Life: Your employer may provide a basic life insurance policy at no cost along with supplemental coverage that you pay through payroll deductions. This is helpful if your spouse and children depend on your income.
The additional coverage is also convenient because it typically doesn’t require a comprehensive medical underwriting process. If you have health issues, it can be more affordable than private policies. But if you’re healthy, private policies may be cheaper and are also portable if you switch jobs.
Skip these: Your employer may offer cancer, accident or death and dismemberment insurance at an extra cost. Typically, these aren’t worth it because they cover very specific items and don’t pay out much, says Mychal Eagleson, a certified financial planner at An Exceptional Life Financial in Indianapolis.
“Sure, they could probably get a marginal benefit,” says Eagleson. “But usually we find it’s better (to) put the money into an emergency fund they can use, if needed.”
Ancillary benefits: Don’t forget to take stock of other perks such as commuter benefits, pet insurance, legal services and wellness initiatives. Always check the fine print for exceptions and limitations.
Those with children or caring for an incapacitated adult should consider contributing to a dependent care FSA. You can sock away pre-tax dollars to cover daycare costs for your child. Like a health care FSA, you lose any remaining dollars at the end of the year.

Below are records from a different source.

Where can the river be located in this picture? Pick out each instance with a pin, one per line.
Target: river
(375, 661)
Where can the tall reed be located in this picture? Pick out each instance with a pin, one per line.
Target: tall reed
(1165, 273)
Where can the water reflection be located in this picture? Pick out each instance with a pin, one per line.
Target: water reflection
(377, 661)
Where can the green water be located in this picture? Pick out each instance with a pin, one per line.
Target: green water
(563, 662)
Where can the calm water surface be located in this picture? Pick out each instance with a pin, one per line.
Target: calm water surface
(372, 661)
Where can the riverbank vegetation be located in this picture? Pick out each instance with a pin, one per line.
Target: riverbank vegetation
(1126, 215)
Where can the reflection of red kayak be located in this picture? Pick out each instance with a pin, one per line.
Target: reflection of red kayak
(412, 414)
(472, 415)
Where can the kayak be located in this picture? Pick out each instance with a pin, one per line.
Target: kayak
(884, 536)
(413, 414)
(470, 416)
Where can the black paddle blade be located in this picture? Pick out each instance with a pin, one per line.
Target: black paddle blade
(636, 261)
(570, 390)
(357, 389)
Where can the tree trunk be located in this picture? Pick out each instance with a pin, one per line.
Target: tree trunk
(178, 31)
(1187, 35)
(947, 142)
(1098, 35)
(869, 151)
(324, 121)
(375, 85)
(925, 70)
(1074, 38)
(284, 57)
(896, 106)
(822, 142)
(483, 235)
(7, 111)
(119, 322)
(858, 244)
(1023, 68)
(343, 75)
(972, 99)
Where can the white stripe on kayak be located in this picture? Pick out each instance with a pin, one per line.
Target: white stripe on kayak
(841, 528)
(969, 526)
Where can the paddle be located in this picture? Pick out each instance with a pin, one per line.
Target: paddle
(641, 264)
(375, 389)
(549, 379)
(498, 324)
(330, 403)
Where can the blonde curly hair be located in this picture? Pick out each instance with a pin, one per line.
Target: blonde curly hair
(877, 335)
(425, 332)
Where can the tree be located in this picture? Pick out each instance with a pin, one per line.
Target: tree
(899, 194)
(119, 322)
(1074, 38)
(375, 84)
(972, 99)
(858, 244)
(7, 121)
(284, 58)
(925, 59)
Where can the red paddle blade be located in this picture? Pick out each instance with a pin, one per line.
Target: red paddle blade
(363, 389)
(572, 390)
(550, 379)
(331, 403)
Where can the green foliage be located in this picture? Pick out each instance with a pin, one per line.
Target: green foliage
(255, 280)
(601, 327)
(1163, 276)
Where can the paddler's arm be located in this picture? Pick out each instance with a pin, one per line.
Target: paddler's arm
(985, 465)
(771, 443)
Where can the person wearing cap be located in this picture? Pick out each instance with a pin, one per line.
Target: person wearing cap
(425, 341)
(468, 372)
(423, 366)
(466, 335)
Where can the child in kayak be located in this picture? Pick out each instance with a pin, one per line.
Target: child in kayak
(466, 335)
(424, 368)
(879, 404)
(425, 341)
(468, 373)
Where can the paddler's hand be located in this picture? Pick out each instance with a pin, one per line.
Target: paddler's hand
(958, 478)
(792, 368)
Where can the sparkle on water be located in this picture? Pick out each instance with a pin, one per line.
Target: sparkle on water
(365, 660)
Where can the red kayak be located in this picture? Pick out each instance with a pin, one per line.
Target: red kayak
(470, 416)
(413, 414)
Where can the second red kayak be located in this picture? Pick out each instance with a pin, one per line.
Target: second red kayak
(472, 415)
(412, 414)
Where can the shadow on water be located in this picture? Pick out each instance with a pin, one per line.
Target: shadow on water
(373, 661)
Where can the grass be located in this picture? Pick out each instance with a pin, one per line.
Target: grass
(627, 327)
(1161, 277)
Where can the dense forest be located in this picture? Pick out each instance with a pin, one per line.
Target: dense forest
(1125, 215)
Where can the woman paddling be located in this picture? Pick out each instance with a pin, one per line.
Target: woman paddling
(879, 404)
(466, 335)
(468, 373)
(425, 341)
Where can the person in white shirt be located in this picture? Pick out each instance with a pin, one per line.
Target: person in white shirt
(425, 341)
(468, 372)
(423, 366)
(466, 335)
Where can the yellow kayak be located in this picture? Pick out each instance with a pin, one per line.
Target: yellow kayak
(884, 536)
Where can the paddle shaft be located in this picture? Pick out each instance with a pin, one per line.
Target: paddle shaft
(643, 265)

Make a change: For bigger benefits like health and dental/vision insurance, HSA and FSA contributions and life/disability insurance, you must wait until the next open enrollment period or experience a life event to make a change. The latter generally includes:
- You get married.
- You get divorced.
- Your spouse gets a new job.
- Your spouse loses a job.
- You turn 26 and lose your parent’s coverage.
- You have or adopt a child.
- Your spouse passes away.
If you’re married: The process of choosing the best benefits becomes even more complex when there’s two of you. Make sure to compare benefits side-by-side from each of your employers before making a final decision, says Breanna Reish, owner of Wealth of Confidence in Riverside, California.
“You may have this and I have that, so you want to pick the best parts of each,” she says. “It’s a puzzle.”